Thursday, May 5, 2011

El Paso - Daniela Medrano


I woke up extra early one morning while we were in El Paso. I headed south from Casa Puente, thinking I’d eventually hit the border wall. Instead I found myself in front of Cesar Chavez highway staring at cargo trains pass along the border of El Paso and Juarez.

It was an odd sight since I was getting used to seeing high walls and fences. As my curiosity took me further, I came across El Centro de Trabajadores Agricolas (day labor center). There were men sleeping on the ground and others drinking and talking amongst themselves. I met Ruben, a man who had no shame in letting me know he was an alcoholic. “Soy alcoholico pero muy trabajador”, he said. Him and four other men were sitting and talking together, waiting to enter the center in order to shower and eat a warm meal before getting picked up to work. Ruben pointed to my Chicago Bulls sweater and asked if I was from the same place as Michael Jordan. I confirmed that I was from Chicago and that it was my first time in El Paso. He asked the question I always dread answering, “y que estas haciendo aqui?” I told him I was part of “el programa de estudios fronterizos” and before I could explain what the Border Studies Program was, the four men he was sitting with began to run away.

I was really confused and unsure if I should run after them to try to explain that I wasn’t the migra.
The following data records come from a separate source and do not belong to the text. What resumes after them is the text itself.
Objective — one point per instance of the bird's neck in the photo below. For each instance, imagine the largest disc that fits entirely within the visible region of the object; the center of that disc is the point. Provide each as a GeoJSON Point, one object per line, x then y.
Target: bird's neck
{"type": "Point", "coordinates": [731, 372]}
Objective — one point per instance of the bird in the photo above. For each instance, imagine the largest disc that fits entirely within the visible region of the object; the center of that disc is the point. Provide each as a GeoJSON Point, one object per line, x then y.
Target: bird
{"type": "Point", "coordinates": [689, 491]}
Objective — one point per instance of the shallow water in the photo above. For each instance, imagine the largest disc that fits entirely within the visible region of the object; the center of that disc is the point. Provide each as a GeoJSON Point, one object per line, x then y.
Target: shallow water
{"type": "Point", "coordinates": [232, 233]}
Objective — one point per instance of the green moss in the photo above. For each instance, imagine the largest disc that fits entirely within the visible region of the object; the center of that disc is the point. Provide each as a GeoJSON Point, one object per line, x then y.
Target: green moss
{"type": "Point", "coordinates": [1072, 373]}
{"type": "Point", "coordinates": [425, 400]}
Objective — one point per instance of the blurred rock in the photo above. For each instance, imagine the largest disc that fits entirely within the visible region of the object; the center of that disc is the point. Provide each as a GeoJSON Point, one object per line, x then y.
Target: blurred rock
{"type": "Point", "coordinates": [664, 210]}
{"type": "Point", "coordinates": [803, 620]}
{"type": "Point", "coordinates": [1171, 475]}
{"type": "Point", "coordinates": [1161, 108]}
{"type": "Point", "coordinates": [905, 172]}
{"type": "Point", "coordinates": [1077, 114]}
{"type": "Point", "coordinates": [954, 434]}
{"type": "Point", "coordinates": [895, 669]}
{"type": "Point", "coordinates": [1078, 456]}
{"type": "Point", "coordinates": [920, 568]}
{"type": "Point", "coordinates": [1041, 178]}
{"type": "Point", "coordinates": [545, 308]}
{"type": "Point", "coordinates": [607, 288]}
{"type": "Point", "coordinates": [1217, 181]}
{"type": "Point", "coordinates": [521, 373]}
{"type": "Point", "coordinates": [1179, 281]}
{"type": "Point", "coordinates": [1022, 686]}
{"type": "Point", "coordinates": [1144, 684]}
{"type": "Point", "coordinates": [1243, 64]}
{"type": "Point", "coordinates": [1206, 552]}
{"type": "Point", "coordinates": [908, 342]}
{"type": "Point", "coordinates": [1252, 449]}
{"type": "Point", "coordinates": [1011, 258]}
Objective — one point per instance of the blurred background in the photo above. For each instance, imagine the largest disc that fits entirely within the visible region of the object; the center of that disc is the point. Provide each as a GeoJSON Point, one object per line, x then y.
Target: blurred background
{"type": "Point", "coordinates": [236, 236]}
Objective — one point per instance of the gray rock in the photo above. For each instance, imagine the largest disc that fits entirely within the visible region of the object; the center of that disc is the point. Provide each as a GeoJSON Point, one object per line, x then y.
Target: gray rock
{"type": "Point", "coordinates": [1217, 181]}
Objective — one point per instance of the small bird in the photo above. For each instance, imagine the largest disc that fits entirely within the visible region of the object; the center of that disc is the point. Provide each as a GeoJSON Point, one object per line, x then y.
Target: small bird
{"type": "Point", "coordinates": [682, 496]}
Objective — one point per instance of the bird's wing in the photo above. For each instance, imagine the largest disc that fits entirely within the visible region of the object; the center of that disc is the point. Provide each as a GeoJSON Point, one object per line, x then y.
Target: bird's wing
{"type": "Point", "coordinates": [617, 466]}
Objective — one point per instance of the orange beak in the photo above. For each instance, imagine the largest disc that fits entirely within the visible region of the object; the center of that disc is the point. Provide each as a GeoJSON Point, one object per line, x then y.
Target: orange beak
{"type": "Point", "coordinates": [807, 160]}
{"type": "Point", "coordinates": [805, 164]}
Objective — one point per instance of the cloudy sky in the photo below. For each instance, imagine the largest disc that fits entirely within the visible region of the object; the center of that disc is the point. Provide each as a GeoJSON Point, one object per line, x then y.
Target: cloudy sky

Fortunately, Ruben hadn’t run away from me and explained that he had a work permit but the other men did not. He also made sure to tell me that if he hadn’t had a permit, he might have also run away from me. It was 6 in the morning, a time most people are still sleeping and somehow a 5 foot tall girl managed to scare away 4 grown men with the mere mention of the border.

Being undocumented in America, not just in El Paso is a fear people have to constantly live with. I can’t imagine adding the fear of deportation to all the other fears society imposes on us. People shouldn’t have to be afraid to go to work, walk down the street, or drive their car. The criminalization of undocumented immigrants is a psychological form of structural violence and it’s almost humorous to think that a train track divides the most dangerous city in the world and one of the “safest” cities in the United States.

Who is “safe” in El Paso? Clearly undocumented people in El Paso do not feel safe. So how can any city in The United States call itself safe when large populations within it live in fear every day?